Wie viel Ausland verträgt nationales Kino?
Not made in Austria
Die Ablehnung des Österreichkandidaten für den Auslandsoscar, Michael Hanekes französischsprachigen Film "Caché", wirft die alte Frage nach Sinn und Unsinn - und der schwierigen Definition - einer "national cinema"-Debatte neu auf.
8. April 2017, 21:58
Die Academy of Motion Picture Arts hat also entschieden: Michael Hanekes jüngstes Bravourstück "Caché" kann nicht, wie von Österreich vorgeschlagen, für den Auslandsoscar nominiert werden. "Caché" sei nämlich, so die Ablehnungsbegründung der Academy, kein richtiger österreichischer Film, weil die Figuren darin nicht österreichisch, sondern französisch sprechen. Das leuchtet ein. Es hätte auch eingeleuchtet, wenn "Die Klavierspielerin", Hanekes vorletzter, ebenfalls in französischer Sprache gedrehter Film, mit der gleichen Begründung abgelehnt worden wäre. Ist er aber nicht.

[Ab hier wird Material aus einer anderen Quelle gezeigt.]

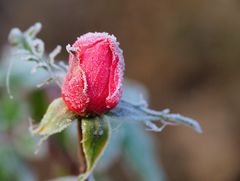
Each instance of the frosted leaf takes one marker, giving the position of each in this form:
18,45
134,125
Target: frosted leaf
128,112
57,118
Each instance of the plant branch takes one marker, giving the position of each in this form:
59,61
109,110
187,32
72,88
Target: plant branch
81,157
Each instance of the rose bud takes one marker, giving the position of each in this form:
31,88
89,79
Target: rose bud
93,84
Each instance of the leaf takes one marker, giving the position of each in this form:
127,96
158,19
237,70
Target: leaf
96,134
57,118
127,111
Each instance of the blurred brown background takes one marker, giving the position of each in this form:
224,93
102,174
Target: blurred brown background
186,52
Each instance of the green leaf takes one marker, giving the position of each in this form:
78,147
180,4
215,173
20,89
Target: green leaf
127,111
96,134
57,118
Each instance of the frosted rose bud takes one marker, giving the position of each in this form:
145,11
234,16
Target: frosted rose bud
93,84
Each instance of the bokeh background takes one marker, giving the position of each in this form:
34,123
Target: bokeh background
187,53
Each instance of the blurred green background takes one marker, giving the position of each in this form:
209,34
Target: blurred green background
187,53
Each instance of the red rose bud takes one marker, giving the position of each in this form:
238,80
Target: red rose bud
93,84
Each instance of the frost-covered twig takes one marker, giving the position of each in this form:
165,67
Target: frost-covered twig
32,48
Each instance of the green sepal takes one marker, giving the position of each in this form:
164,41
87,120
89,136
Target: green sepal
95,137
57,118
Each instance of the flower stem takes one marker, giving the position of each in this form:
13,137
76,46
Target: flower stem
81,158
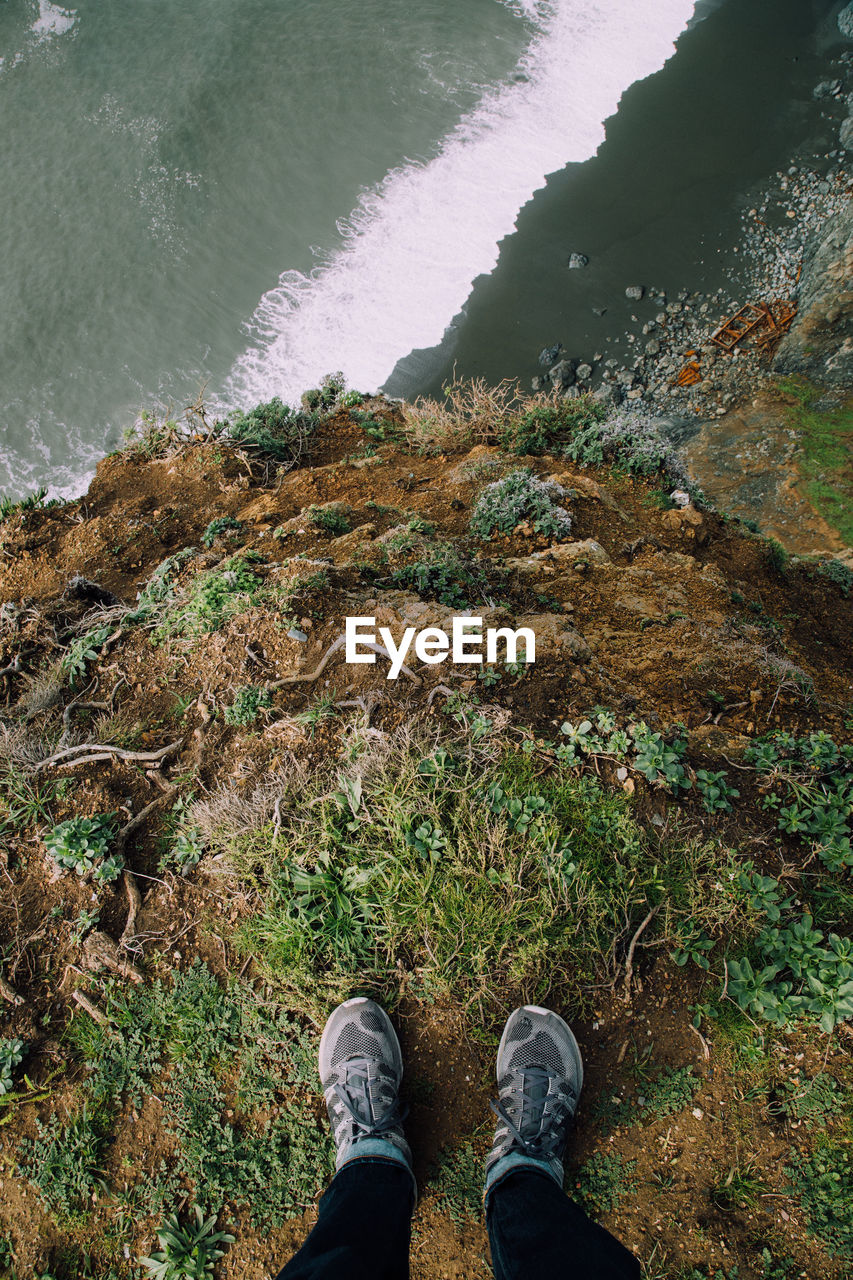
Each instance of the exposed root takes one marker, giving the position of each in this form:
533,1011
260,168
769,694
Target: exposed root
91,1008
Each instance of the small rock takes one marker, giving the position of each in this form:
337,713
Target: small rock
828,88
548,355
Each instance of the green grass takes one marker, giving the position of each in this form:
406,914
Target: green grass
64,1161
457,1185
237,1080
824,1185
211,598
826,442
601,1183
460,869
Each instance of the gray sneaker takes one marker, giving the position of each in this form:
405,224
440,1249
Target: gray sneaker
539,1074
360,1072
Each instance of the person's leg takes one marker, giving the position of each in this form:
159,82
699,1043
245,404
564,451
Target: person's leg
365,1216
363,1229
534,1229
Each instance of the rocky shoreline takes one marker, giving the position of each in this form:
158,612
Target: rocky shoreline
721,407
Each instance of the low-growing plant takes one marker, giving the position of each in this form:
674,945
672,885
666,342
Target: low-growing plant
539,426
715,791
331,520
218,526
12,1052
603,1182
811,791
839,572
630,439
322,709
443,575
64,1162
81,652
670,1092
187,1252
796,976
211,598
824,1184
182,844
520,497
738,1189
457,1185
82,845
273,430
250,700
214,1050
813,1101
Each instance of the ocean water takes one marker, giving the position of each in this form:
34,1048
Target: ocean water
242,195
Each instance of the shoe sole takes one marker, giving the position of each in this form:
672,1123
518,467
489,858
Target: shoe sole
555,1018
351,1004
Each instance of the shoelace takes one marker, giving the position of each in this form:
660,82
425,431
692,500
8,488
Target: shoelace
360,1097
536,1097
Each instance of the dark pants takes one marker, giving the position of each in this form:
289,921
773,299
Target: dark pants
534,1230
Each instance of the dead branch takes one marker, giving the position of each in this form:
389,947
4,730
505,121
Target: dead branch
101,952
133,904
629,960
9,992
333,648
91,1008
82,754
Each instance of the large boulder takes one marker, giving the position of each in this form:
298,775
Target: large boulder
820,342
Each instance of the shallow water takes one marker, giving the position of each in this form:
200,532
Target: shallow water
243,196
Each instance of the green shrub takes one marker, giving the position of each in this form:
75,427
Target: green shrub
516,498
443,575
218,526
824,1183
630,439
12,1052
186,1252
547,424
83,650
796,976
670,1092
182,844
64,1164
247,704
811,791
836,571
488,880
331,520
82,845
715,791
274,430
602,1182
211,598
226,1050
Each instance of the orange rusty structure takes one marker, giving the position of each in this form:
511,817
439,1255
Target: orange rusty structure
762,321
688,375
739,327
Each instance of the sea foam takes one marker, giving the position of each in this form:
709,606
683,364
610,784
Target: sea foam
410,251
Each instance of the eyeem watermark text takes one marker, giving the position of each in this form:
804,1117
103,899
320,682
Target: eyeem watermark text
433,645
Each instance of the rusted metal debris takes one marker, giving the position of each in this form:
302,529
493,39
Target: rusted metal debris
688,375
763,321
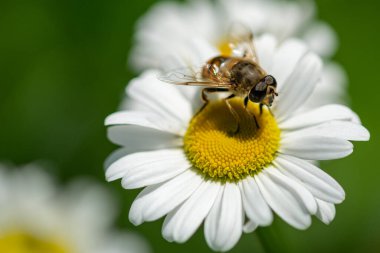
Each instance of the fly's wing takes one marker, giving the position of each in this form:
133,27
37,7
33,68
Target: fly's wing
192,76
241,41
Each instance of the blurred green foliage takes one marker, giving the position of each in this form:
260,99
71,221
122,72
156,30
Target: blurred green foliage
63,70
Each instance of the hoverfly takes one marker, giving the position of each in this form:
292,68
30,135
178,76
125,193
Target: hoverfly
242,76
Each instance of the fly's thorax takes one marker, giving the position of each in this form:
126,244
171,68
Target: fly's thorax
214,69
246,74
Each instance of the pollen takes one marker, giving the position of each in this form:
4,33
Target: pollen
22,242
219,151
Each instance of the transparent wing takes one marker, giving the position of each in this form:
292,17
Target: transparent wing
192,76
242,41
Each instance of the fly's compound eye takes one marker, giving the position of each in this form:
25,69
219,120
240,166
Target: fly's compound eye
270,80
259,92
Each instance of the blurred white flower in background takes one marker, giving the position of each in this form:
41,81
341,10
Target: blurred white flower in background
174,34
38,216
195,171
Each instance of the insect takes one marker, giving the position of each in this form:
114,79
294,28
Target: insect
241,76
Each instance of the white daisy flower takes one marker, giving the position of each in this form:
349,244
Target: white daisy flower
195,171
36,216
174,34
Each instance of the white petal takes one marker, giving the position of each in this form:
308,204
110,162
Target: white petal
143,169
315,147
142,159
283,201
326,211
320,184
137,138
286,60
142,119
155,201
298,190
224,223
249,227
265,47
334,129
255,206
319,115
162,98
181,223
299,86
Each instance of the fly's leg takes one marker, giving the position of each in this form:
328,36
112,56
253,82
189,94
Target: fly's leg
205,99
250,113
261,109
234,113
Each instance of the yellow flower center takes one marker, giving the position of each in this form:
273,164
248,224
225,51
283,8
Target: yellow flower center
21,242
213,146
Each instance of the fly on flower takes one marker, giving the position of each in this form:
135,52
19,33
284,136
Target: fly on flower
240,75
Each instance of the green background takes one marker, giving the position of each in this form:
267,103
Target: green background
63,70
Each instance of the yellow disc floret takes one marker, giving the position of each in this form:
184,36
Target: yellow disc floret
218,150
22,242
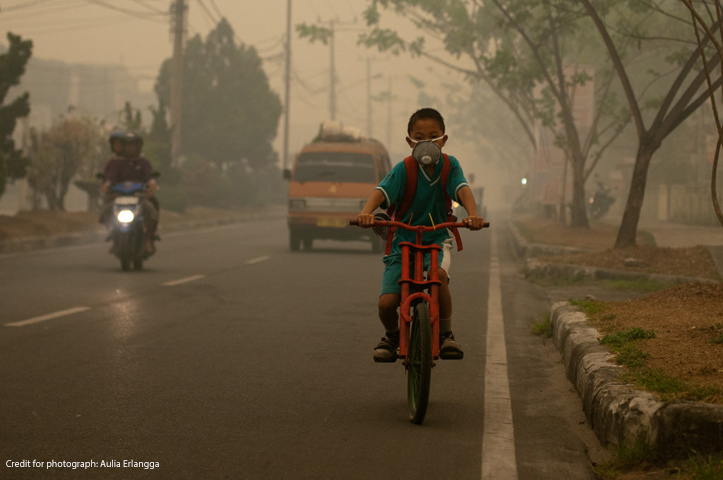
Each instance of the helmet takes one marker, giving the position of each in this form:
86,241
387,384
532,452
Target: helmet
133,138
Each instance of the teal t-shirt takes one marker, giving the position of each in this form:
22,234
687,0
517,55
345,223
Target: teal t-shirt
428,199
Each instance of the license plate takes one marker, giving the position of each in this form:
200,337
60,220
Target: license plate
332,222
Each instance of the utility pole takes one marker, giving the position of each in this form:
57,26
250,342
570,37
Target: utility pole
23,182
332,75
369,97
287,83
389,115
178,29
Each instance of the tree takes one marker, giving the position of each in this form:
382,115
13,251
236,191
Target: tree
230,115
12,67
527,52
71,147
685,94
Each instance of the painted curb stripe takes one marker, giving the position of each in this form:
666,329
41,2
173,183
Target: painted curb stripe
498,440
183,280
49,316
257,260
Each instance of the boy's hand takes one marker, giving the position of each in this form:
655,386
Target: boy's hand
474,222
365,219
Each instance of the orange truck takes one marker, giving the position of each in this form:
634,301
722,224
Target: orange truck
331,179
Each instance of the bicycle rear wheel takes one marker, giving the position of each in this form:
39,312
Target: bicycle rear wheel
419,363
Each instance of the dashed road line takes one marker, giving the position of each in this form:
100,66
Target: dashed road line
257,260
49,316
183,280
498,439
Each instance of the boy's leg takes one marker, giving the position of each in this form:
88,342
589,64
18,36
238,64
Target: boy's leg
445,297
388,305
449,349
386,349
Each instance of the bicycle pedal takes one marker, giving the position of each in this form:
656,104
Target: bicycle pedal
451,355
385,360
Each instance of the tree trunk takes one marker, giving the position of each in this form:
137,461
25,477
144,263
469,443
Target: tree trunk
579,205
629,226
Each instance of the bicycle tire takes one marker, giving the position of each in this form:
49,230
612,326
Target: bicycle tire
419,363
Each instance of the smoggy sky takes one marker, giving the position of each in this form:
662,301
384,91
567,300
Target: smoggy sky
90,31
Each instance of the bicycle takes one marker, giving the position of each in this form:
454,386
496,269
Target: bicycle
419,314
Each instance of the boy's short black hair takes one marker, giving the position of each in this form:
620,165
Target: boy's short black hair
423,113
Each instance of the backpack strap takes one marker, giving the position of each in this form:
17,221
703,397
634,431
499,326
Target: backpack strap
410,166
448,200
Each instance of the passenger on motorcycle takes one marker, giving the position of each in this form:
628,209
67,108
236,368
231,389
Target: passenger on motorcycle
132,166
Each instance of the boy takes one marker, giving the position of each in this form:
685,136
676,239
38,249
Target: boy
425,125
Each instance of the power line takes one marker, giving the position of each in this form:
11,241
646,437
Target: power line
132,13
36,12
151,8
31,3
215,7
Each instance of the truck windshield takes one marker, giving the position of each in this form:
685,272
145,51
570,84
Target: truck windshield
335,167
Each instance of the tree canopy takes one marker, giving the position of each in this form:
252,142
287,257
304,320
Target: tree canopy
12,67
229,115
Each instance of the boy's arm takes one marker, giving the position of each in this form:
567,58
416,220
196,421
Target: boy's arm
366,217
466,198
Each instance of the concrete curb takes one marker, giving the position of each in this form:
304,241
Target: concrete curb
536,268
618,414
27,244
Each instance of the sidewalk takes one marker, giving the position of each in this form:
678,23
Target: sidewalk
618,414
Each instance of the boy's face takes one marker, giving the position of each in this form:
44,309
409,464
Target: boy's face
426,129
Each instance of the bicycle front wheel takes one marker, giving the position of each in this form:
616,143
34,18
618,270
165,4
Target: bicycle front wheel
419,363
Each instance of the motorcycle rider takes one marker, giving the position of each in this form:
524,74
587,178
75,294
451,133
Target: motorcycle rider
132,166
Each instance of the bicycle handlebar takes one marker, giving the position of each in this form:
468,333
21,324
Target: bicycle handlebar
415,228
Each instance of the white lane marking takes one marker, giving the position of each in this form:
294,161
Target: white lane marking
498,440
257,260
49,316
183,280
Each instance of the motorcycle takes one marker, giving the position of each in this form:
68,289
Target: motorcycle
599,204
127,232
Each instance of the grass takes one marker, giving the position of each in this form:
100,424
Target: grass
638,285
641,462
625,344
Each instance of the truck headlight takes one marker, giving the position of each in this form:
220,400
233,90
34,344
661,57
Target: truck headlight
297,204
125,216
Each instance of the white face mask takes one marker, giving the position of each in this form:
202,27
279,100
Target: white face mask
426,152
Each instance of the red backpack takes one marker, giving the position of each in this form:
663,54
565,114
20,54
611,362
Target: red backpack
410,165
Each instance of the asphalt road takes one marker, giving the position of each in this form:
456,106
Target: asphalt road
231,357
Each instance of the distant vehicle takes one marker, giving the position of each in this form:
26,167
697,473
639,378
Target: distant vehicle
127,231
329,184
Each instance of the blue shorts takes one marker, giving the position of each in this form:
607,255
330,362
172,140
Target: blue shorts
393,268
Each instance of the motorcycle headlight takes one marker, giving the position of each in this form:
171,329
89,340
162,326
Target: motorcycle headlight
125,216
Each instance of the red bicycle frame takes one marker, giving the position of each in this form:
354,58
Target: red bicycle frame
413,288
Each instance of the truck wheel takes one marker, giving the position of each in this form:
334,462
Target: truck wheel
307,241
294,241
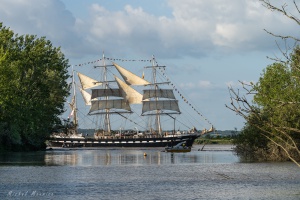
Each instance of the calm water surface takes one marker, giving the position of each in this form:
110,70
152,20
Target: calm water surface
128,174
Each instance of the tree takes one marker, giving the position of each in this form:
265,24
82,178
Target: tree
33,89
274,112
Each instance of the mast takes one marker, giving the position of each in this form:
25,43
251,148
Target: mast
107,127
157,119
159,100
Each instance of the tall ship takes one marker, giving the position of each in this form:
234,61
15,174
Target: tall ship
130,111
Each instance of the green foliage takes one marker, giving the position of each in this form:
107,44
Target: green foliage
33,89
272,131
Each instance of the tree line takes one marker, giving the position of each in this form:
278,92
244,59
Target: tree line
33,89
272,128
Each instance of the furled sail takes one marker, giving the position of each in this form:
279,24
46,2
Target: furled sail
86,97
130,94
160,105
87,82
129,77
159,93
109,104
116,92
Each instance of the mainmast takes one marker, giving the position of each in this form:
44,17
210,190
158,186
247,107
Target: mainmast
107,127
159,101
74,101
157,119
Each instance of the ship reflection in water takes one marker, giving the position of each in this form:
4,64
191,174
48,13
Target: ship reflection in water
121,156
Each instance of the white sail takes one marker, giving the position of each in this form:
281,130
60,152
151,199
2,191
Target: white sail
129,77
130,94
86,97
106,92
109,104
160,93
87,82
160,105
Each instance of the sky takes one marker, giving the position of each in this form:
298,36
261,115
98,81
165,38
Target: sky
207,46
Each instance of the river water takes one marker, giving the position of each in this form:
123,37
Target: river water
215,173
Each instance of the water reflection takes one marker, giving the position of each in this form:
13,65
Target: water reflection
135,157
95,157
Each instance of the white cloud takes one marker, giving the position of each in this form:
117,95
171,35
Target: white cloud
195,28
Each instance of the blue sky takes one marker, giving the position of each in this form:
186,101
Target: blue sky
207,45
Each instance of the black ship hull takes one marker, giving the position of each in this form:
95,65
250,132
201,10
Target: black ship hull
123,142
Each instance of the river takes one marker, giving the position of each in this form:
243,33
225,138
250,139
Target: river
119,173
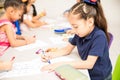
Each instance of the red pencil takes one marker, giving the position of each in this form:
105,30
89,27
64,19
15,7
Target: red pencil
13,58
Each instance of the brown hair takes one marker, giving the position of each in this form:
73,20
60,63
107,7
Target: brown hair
85,11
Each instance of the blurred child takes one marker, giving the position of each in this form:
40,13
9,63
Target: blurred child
31,19
66,12
91,39
13,11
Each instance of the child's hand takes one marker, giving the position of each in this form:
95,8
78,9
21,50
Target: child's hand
6,65
42,13
51,67
30,39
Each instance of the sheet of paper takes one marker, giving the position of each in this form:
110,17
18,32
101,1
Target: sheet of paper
24,69
38,43
29,67
57,40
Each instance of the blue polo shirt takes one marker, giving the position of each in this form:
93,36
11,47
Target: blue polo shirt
95,44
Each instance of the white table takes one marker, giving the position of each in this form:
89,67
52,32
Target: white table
26,55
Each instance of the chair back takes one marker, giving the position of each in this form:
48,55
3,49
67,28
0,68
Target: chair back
116,72
111,39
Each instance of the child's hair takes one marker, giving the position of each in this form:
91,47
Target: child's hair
16,4
87,9
34,9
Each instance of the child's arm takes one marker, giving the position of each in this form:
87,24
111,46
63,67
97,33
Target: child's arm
57,53
14,42
34,23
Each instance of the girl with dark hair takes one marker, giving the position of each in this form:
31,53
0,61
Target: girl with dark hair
30,18
91,39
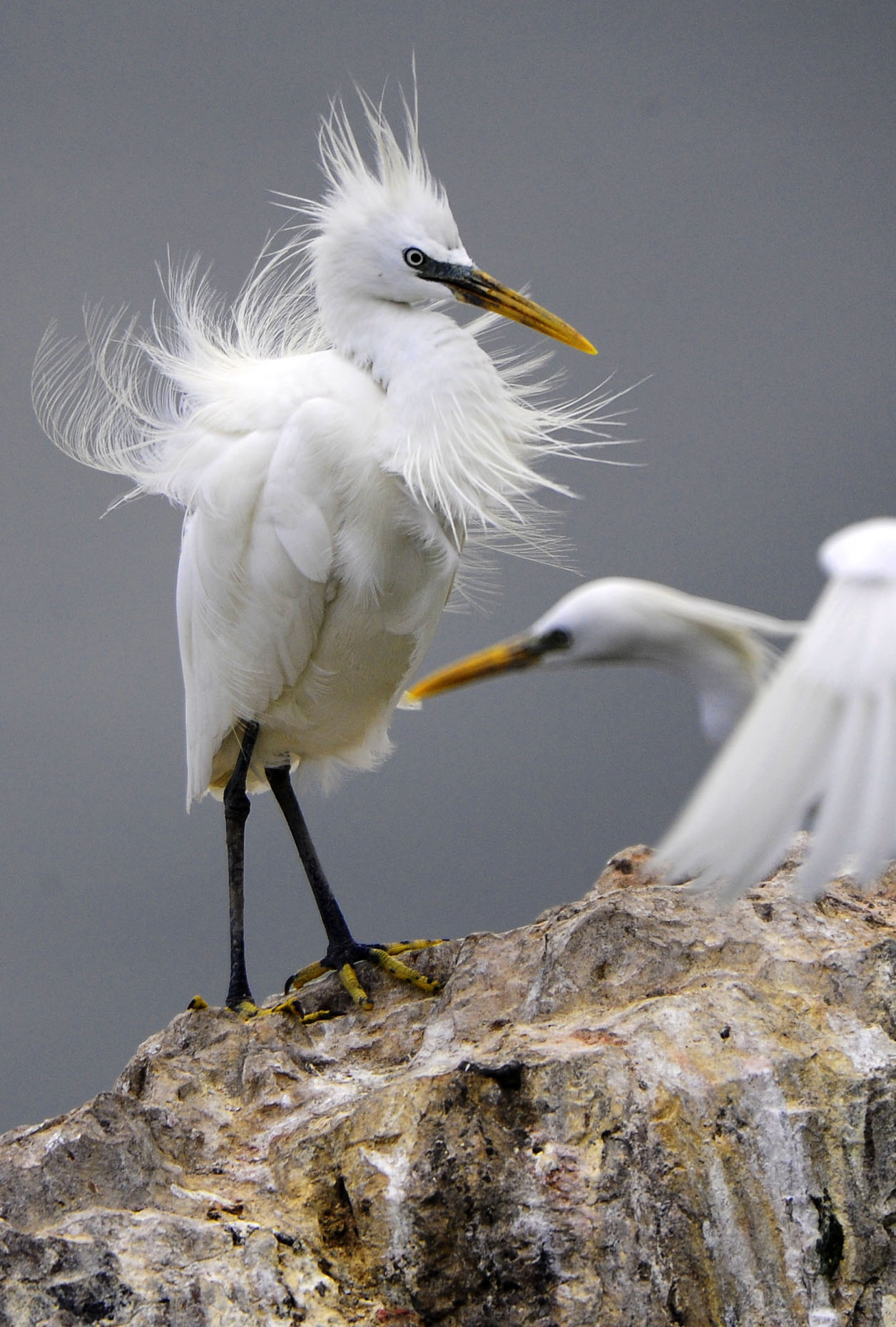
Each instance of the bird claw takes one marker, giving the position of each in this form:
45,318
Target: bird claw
248,1009
384,957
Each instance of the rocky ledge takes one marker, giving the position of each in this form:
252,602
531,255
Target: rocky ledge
636,1111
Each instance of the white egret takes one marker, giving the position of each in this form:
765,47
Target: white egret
716,646
820,736
333,439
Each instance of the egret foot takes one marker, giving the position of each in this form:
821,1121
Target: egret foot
342,958
248,1009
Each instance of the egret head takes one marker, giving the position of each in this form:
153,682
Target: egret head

Stellt man sich die Frage, was an der "Klavierspielerin" österreichischer sein soll als an "Caché", fällt einem spontan nur eine Antwort ein: die Autorin der Vorlage. Spontan und trotzdem falsch. Im Fall von "Caché" nämlich ist Michael Haneke der (alleinige) Autor - und der ist, soweit man das in Ermangelung einer verlässlichen Austrometer-Auswertung zu beurteilen vermag, genauso viel oder wenig Österreicher wie Elfriede Jelinek.
Man spricht ausländisch
Hätte Österreich beispielsweise einen Film wie "Die fetten Jahre sind vorbei" des Vorarlbergers Hans Weingartner ins Oscar-Rennen geschickt, wäre man in Los Angeles nachweislich einverstanden gewesen. Dass der Film ebenso wie "Caché" nicht in Österreich spielt und mit Nicht-Österreichern besetzt wurde, stört jenseits des Atlantiks niemanden: Wo deutsch gesprochen wird, ist ein auch ein bisschen Österreich drin.
Eine absurde Variante dieses Kurzschlusses könnte den folgenden (theoretischen) Fall hervorbringen: Würde ein portugiesischer Regisseur in Rio de Janeiro mit brasilianischer Besetzung einen brasilianischen Roman verfilmen, dürfte er für Portugal um den Auslandsoscar ins Rennen gehen. Würde derselbe Regisseur im spanischen, einen Steinwurf von der portugiesischen Grenze entfernten Badajoz mit spanischen Schauspielern einen portugiesischen Roman verfilmen, wäre er draußen.
Fremder Eigenbau
Von solcherlei exotischen Absurditäten und der Hüftschuss-Länderkunde amerikanischer Filmkommissionen abgesehen, herrscht gerade zwischen Österreich und Deutschland, filmhistorisch betrachtet, tatsächlich ein einigermaßen schlampertes Verhältnis. Wer könnte schon auf Anhieb sagen, ob der größte Kassenschlager in der deutschsprachigen Filmgeschichte, der 1954 vom Wiener Regisseur Alfons Stummer mit deutschen Hauptdarstellern und vorwiegend deutschem Geld in der Steiermark gedrehte Heimatfilm "Der Förster vom Silberwald" ein deutscher oder österreichischer Film wäre? In solchen Fällen tut sich sogar mancher Filmhistoriker schwer - während manch anderer sich in weit klarer entscheidbaren Fällen je nach Belieben das Etikett aussucht, das er gerade braucht: Im 1993 erschienen, ansonsten höchst seriösen Band "Geschichte des deutschen Films", wird Ernst Marischkas "Sissi"-Trilogie ohne den Ansatz einer Relativierung dem deutschen Film zugerechnet.
So etwas kann einen ärgern - und zwar nicht wegen fahrlässiger Verletzung des Nationalstolzes, sondern wegen unterlassener filmhistorischer Sorgfaltspflicht. Andererseits könnte man sagen, dass das österreichische Kino es nicht besser verdient hat. Da lernt etwa der langjährige Botschafter des "typischen" Wienertums, Hans Moser, ein künstliches Wienerisch, damit sein Typ auch in Deutschland verkaufbar ist. Und da müssen Filmemacher oder Schauspieler, die sich in Österreich gut verkaufen wollen, in der Regel erst mal ins Ausland gehen, damit sie hier überhaupt wahrgenommen werden. Michael Haneke könnte darüber einiges erzählen. Am besten auf Englisch, damit man auch an der amerikanischen Westküste mitkriegt, dass Österreich als Filmnation oft nur über Umwege funktioniert.